✦BÖLÜM 28: "Kuzey'in Kadını"✦

7.1K 741 713
                                    



Bu bölüme kadar okuyanlar, lütfen yıldızlasın.

Yıldızlamayanlar okumasın.

Zira uzun bir zaman okuduğunuz son Pusula bölümü olabilir. (bölüm sonuna bakmayı unutmayın.)

Keyifli okumalar.




"Bundan daha güzel bir ölümü, hayal bile etmemiştim." -K.K.





3.GÖZ

Henüz yeni doğmakta olan günün sarı kızıl ışığı, sadece yarıya kadar çekilmiş simsiyah perdenin yanından sızarak leğen kemiğine kadar örtü çekilmiş Karayev'in üzerinde parlıyordu. Orta kısalıktaki sert saç tutamlarının önü biraz birbirine girmişti, rüyasında her ne görüyorsa kaşları çatıktı ve kollarından biri kıvrılarak pazısını kasmış, ellerinden biri ensesinin altına yerleşmişti.

Göğsünde Reva'nın ona verdiği kılıç kolyesi parlarken, bir şeyler homurdanarak kızınca onu izleyen Lale dudağını kıvırmadan edemedi. Oğlu Kuzey, bu olmalıydı, çünkü evde başka kimse yoktu.

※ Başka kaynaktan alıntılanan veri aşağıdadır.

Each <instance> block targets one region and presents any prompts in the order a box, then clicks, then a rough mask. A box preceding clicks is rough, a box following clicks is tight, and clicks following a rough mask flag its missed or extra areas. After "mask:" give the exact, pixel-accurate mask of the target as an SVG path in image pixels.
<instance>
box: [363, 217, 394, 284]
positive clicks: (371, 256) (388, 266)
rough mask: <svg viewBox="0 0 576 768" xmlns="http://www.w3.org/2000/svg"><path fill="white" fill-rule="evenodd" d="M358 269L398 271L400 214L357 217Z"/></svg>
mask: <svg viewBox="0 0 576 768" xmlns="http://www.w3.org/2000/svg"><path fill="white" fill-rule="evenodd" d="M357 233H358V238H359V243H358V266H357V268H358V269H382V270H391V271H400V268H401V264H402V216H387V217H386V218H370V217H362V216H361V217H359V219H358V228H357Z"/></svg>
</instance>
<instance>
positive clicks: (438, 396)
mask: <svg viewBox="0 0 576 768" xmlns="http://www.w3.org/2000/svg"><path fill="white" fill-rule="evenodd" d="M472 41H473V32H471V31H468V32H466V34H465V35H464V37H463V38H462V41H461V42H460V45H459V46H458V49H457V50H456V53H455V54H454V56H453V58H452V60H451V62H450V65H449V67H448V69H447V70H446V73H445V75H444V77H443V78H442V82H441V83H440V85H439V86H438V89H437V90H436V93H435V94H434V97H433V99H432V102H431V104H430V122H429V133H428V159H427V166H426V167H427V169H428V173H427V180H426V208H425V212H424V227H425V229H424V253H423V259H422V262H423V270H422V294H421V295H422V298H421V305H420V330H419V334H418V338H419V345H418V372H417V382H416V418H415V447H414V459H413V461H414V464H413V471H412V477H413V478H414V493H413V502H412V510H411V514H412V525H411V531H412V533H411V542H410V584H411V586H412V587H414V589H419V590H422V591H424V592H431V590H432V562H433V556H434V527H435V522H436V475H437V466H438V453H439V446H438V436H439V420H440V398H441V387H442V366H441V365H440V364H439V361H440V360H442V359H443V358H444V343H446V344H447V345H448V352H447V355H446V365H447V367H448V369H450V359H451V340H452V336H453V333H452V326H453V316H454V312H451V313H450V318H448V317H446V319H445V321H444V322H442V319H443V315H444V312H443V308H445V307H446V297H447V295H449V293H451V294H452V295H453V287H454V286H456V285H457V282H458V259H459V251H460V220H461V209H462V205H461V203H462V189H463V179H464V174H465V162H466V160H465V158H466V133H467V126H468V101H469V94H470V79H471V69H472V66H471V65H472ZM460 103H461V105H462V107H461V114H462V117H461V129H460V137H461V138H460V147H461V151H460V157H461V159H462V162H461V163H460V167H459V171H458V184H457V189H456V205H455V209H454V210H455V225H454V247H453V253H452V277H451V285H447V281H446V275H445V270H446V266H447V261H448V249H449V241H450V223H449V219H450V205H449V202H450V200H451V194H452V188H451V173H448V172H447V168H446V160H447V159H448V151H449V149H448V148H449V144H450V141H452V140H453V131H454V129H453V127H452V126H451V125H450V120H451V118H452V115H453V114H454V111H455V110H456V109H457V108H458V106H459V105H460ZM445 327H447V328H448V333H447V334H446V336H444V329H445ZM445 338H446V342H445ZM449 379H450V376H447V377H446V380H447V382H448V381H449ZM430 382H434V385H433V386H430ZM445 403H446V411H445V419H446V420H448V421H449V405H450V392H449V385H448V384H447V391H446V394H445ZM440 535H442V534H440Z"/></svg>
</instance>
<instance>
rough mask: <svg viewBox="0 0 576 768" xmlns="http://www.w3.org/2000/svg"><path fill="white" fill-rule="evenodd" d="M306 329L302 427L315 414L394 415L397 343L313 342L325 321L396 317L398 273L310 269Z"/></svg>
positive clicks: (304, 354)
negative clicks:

Kendisine biraz benziyordu sanki...

Topuklularının çok ses çıkarmamasına özen göstererek yatağın yanına çöktü ve parmak uçlarını Kuzey'in havaya kalkan ön saçına doğru uzattı. Koyu tutamlar resmen fırça kadar sertti, parmak uçları onun saçları yüzünden gıdıklanır gibi olurken, genç adam bir şeyler mırıldanarak aniden yüz üstü döndü ve yatağına yüzünü daha çok gömdü.

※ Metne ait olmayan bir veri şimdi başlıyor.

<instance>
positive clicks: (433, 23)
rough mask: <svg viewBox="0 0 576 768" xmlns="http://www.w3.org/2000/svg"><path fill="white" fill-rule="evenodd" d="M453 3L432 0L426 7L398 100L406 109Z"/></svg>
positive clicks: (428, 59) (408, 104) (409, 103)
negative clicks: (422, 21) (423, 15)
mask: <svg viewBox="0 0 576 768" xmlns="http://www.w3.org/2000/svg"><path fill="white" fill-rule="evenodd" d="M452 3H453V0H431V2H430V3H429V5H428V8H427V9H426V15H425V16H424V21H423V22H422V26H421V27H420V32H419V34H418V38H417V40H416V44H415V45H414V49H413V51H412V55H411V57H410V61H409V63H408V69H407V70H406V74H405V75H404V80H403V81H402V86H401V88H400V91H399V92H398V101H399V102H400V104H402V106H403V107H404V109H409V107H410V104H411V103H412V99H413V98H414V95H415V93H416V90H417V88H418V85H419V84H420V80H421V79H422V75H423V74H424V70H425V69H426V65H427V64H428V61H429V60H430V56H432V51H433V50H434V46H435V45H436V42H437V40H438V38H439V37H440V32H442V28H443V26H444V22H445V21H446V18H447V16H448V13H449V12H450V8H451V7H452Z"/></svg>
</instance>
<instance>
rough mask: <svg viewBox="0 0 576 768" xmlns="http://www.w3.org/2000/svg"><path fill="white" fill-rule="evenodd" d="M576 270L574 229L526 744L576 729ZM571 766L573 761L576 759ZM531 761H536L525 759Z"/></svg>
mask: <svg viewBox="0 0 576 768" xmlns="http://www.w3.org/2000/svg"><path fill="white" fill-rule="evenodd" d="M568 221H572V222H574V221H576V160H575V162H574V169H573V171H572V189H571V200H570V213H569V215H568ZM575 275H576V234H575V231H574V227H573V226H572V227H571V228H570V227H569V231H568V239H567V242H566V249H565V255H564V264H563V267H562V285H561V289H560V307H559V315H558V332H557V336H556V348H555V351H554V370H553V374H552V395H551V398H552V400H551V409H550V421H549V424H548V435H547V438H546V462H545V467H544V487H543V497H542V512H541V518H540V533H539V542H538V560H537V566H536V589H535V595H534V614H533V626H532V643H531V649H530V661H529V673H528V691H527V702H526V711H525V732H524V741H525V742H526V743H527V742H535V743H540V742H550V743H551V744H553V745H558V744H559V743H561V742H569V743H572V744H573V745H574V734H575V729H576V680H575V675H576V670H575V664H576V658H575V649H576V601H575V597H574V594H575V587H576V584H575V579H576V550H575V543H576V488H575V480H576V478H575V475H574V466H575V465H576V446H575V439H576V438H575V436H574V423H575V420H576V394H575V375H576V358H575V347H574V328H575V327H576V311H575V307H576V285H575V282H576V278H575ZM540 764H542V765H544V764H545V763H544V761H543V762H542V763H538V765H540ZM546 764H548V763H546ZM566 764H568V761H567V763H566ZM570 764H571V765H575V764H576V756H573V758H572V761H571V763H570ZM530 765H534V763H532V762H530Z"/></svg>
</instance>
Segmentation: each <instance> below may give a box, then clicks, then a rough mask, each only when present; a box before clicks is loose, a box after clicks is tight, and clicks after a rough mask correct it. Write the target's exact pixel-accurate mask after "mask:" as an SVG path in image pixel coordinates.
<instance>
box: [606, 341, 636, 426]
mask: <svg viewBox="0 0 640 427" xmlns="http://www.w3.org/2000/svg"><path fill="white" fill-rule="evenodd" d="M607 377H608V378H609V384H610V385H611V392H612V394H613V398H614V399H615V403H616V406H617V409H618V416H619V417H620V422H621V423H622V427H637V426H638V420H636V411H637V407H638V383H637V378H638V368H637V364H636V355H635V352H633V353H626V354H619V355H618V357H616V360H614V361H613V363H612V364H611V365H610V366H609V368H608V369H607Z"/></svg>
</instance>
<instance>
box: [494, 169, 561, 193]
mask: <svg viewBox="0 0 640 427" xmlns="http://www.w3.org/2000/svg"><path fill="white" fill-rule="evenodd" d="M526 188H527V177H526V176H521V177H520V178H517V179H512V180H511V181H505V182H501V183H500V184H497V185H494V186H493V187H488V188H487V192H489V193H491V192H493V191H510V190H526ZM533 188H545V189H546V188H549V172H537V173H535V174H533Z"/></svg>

-Kuzey....Kuzey...." anında uyanarak gözlerini açmıştı ama sırt kaslarına dokunan annesini göz ucuyla görse de hâlâ tam uyanamamış gibiydi. "Şey...Uçağım bir saate kalkıyormuş. Sana veda etmek istedim." En azından veda edeceklerken iyi günündeydi, onunla kavga ederek ayrılmak istemezdi delikanlı.

-Saat kaç?" Dedi kaşlarını çatarak yerinde doğrulurken. Uyuyakalmış olması imkansız olacağından gözleri saatini buldu ve haklı çıktı. "Altı. Neden ötmedi bu?" Yerinde doğrulup sağ avucuyla gözünü ovuşturup sol eliyle saate birkaç kez pat pat vurunca Lale güldü.

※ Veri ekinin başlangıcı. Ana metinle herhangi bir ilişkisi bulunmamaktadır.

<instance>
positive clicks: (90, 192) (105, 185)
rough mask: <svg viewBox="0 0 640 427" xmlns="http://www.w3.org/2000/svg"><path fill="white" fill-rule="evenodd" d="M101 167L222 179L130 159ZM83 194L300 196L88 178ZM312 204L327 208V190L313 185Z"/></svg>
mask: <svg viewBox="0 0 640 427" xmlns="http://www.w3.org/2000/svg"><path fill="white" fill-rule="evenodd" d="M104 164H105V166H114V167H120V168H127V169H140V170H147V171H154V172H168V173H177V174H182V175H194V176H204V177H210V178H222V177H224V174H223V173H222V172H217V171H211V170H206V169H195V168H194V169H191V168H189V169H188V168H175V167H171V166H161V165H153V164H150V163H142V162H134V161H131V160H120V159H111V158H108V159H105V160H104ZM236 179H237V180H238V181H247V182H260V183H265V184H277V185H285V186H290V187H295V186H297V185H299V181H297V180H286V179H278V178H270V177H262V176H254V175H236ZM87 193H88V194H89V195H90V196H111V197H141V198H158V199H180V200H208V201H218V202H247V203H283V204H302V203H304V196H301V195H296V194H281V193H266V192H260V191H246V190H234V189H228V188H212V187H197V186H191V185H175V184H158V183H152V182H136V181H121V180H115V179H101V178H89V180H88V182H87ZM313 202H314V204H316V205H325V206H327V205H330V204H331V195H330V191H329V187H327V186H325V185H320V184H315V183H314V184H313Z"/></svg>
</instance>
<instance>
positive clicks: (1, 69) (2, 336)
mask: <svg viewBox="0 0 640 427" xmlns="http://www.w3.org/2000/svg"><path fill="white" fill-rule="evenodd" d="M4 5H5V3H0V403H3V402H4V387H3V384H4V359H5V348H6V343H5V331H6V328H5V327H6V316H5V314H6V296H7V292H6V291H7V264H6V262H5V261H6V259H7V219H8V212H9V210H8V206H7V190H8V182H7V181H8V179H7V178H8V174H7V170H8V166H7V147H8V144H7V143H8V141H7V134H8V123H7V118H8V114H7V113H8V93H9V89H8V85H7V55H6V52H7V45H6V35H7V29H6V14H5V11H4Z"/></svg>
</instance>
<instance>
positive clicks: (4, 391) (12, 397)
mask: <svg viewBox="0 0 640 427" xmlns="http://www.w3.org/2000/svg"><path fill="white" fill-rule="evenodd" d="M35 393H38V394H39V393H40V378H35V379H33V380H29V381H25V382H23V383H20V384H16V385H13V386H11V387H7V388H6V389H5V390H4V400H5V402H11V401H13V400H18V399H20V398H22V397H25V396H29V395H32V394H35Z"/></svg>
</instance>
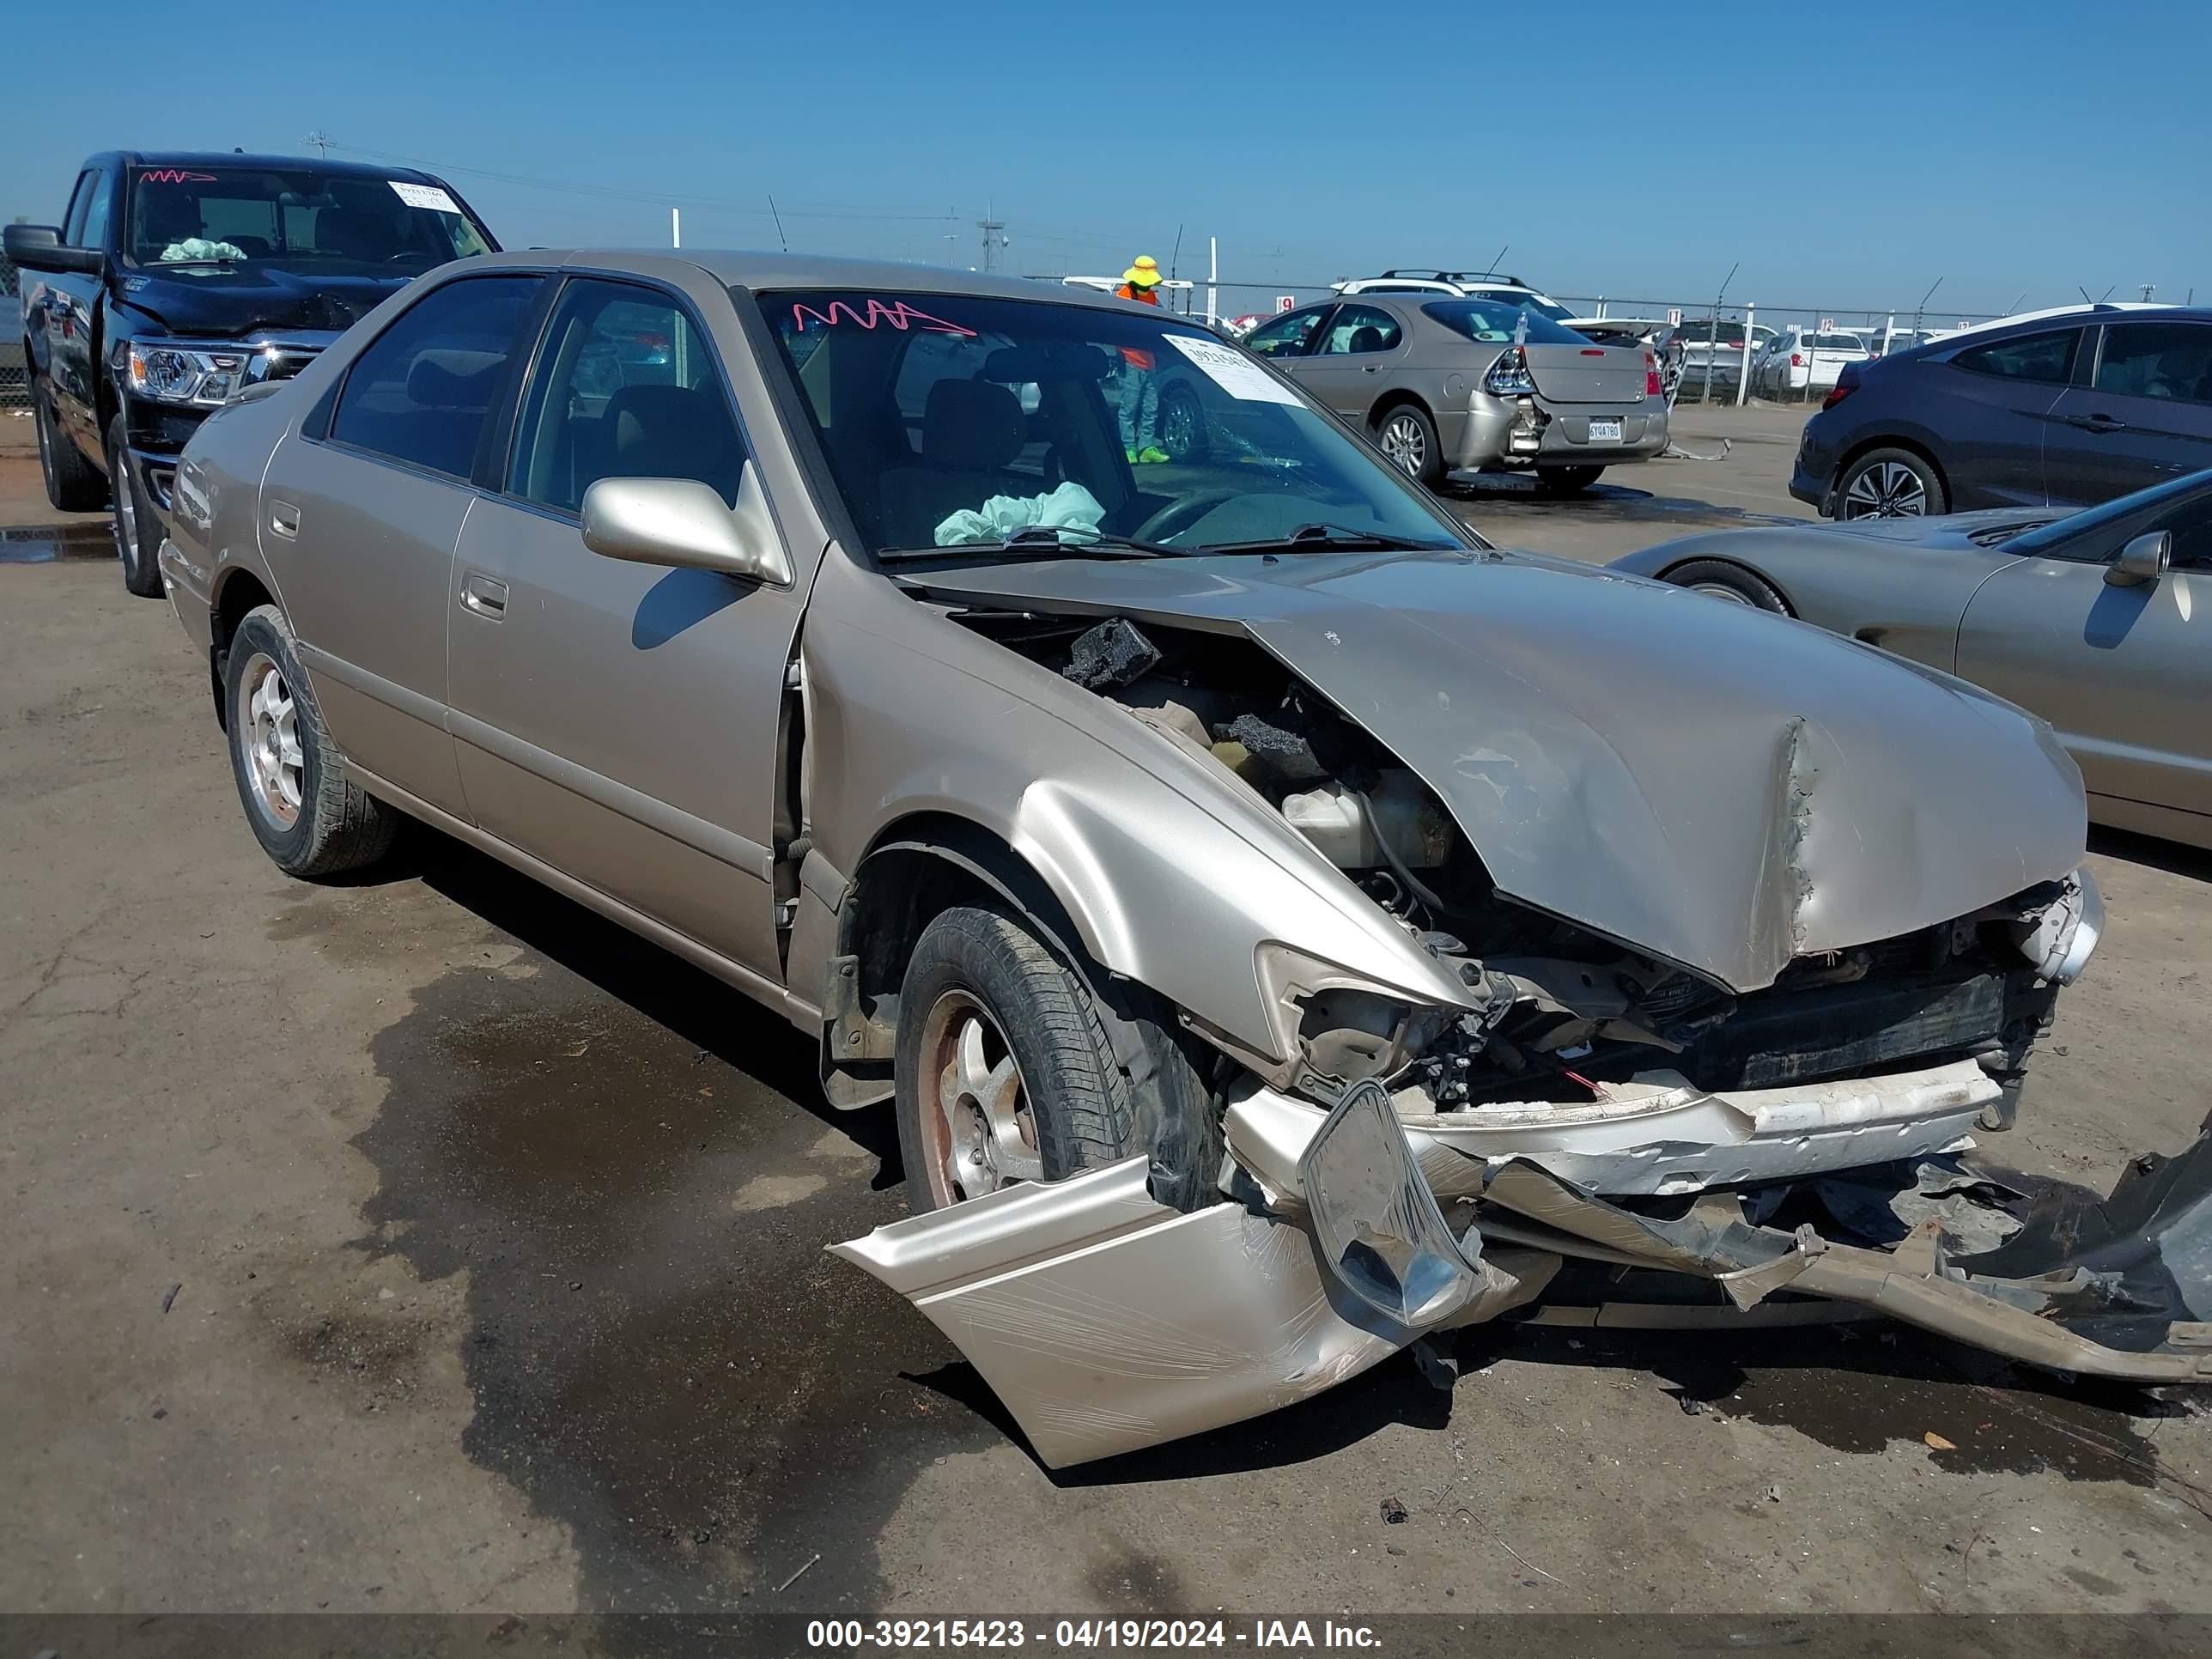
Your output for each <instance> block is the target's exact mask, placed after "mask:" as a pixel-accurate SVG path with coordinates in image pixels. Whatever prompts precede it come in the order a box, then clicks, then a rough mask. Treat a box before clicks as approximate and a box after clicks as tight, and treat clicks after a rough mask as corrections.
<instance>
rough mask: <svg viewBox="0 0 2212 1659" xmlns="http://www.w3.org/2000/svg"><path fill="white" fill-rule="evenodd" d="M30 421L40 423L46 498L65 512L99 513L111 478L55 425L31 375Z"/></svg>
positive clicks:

-Vurunca öteceğini sanmıyorum, Kuzeyciğim." Karayev, hemen ayaklanırken işe yaramaz saati köşedeki koltuğa fırlattı ve banyosuna doğru yürüdü.

-Duş alıp hemen geliyorum." Ancak eli kapı koluna değdiği an Lale oturduğu yerden ayaklanmıştı.

-Ah, hayır! Hayır, ben kendim gitmek isterim." Kuzey, sanki komut verilmiş sadık bir köpek gibi aniden durup ona döndü. "Yalnız yolculukları daha çok severim. Sadece görüşürüz demek istemiştim."

-Anladım." Dedi sadece ve annesini inceledi tepeden tırnağa. Fark ettiğiyse zaten yıllardır bildiği bir şeydi. Hayranlık duymak hiç Karayevlik olmasa da, annesine gerçekten hayrandı, bunu yeniden fark etti.

Sabahın bu saatinde saçları öyle güzel fırçalanıp at kuyruğu yapılmıştı ki... Önüne düşen, çenesine gelen kısa perçemler kıvrılarak arkaya yatırılmış, at kuyruğunu sağlayan tokaya düzgünce sarılmıştı. Siyaha çalan gözlerinde hiç uykuya dair yorgun izler yoktu, son derece canlıydı, kalın dudaklarında gül kurusu bir ruj vardı. Üzerindeki kirli beyaz renkteki gömleğin boyun kısmında hoş bir fiyonk vardı ve üzerine elmas detaylı broş iliştirilmişti. Diz altına kadar inen kiremit kahverengi kalem eteği, fazla yüksek olmayan topuklu ayakkabıları, sanki hala çıkarması yasakmış gibi çıkarmadığı evlilik yüzüğü... Kusursuzdu, öyle asildi ki, Kuzey bir kez daha ona hayranlık duydu. En güzel romanından bile daha güzeldi. "Seni bir daha ne zaman göreceğim?" Diye sordu kadına çaresizce.